The mammalian cochlea contains two types of mechanosensory hair cell that have different and critical functions in hearing. Inner hair cells (IHCs), which have an elaborate presynaptic apparatus, signal to cochlear neurons and communicate sound information to the brain. Outer hair cells (OHCs) mechanically amplify sound-induced vibrations, providing enhanced sensitivity to sound and sharp tuning. Cochlear hair cells are solely generated during development, and hair cell death—most often of OHCs—is the most common cause of deafness. OHCs and IHCs, together with supporting cells, originate in embryos from the prosensory region of the otocyst, but how hair cells differentiate into two different types is unknown 1–3 . Here we show that Insm1, which encodes a zinc finger protein that is transiently expressed in nascent OHCs, consolidates their fate by preventing trans-differentiation into IHCs.

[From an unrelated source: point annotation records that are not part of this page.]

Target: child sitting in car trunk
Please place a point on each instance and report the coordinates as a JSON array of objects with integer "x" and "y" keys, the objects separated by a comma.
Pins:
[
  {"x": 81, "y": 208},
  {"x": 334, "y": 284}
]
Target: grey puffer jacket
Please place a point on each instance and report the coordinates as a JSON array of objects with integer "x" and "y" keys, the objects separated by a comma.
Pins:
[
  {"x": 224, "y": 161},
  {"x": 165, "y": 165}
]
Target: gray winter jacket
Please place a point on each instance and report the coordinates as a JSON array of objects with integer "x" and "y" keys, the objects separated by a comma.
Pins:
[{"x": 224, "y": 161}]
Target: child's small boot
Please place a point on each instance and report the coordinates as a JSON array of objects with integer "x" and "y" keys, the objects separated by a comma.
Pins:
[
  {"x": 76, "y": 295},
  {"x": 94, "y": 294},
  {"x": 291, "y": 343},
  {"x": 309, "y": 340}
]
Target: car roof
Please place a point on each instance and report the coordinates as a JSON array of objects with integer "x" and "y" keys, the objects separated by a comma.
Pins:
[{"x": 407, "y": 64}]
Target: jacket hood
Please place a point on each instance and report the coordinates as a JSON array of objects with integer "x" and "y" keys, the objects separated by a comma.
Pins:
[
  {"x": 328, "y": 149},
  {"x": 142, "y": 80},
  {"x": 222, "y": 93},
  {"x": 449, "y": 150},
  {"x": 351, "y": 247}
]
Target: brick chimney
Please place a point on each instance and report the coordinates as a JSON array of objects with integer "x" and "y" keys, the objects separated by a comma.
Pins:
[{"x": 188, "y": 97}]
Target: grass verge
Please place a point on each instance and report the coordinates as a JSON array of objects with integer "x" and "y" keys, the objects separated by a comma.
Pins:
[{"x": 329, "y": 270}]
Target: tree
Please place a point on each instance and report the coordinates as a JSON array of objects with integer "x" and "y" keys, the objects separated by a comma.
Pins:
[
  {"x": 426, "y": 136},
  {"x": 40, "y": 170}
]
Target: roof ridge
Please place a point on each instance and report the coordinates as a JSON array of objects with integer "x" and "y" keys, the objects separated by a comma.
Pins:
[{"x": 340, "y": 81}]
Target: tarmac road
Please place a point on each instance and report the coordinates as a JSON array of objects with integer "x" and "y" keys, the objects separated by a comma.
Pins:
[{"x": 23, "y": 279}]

In the absence of INSM1, many hair cells that are born as OHCs switch fates to become mature IHCs. To identify the genetic mechanisms by which Insm1 operates, we compared the transcriptomes of immature IHCs and OHCs, and of OHCs with and without INSM1. In OHCs that lack INSM1, a set of genes is upregulated, most of which are normally preferentially expressed by IHCs. The homeotic cell transformation of OHCs without INSM1 into IHCs reveals a mechanism by which these neighbouring mechanosensory cells begin to differ: INSM1 represses a core set of early IHC-enriched genes in embryonic OHCs and makes them unresponsive to an IHC-inducing gradient, so that they proceed to mature as OHCs. Without INSM1, some of the OHCs in which these few IHC-enriched transcripts are upregulated trans-differentiate into IHCs, identifying candidate genes for IHC-specific differentiation.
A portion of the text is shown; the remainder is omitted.